If the pavement is breaking up from the freezing and the scraping, anything built into the pavement is going to be damaged and broken too.

but why does it need to be built into the pavement? the example of a tram/trollies/streetcars don't. Like I said before you are too busy focusing on a single solution (a track in the pavement giving electricity to the car) but no one has said that.


Even if the best solution is that it will be in the pavement why would it need to be as flimsy as it is now?
asphalt is used because it is cheap and roads are a cost center. powered roads change the road from a cost center to a profit center and so it changes the whole dynamic.

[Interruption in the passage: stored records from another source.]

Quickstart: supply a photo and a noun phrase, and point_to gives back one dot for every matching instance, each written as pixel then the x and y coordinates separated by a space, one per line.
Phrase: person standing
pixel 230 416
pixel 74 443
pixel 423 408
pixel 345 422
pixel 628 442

Let me put it this way, if someone, like myself (Canadian from Montreal), decides to drive to Florida As a Canadian working and living in Canada I don't pay income taxes to the US, I don't pay income taxes to every state I will drive through, I don't pay property taxes in any of the municipalities, so if I avoid toll roads I would not have really helped with the costs of the roads I drove on. Roads get money from tax payers and tax payers complain about taxes and so the government is skimpy to throw money on roads. To put it differently I spend 20$ to fill up my tank and then I spend 0$ to drive on the road to drive those 20$ worth of gas. With a powered road I spend 0$ on gas but the power road corp might charge me 10$ for the electricity 5$ would go to producing the electricity and 5$ to maintain the road I was on.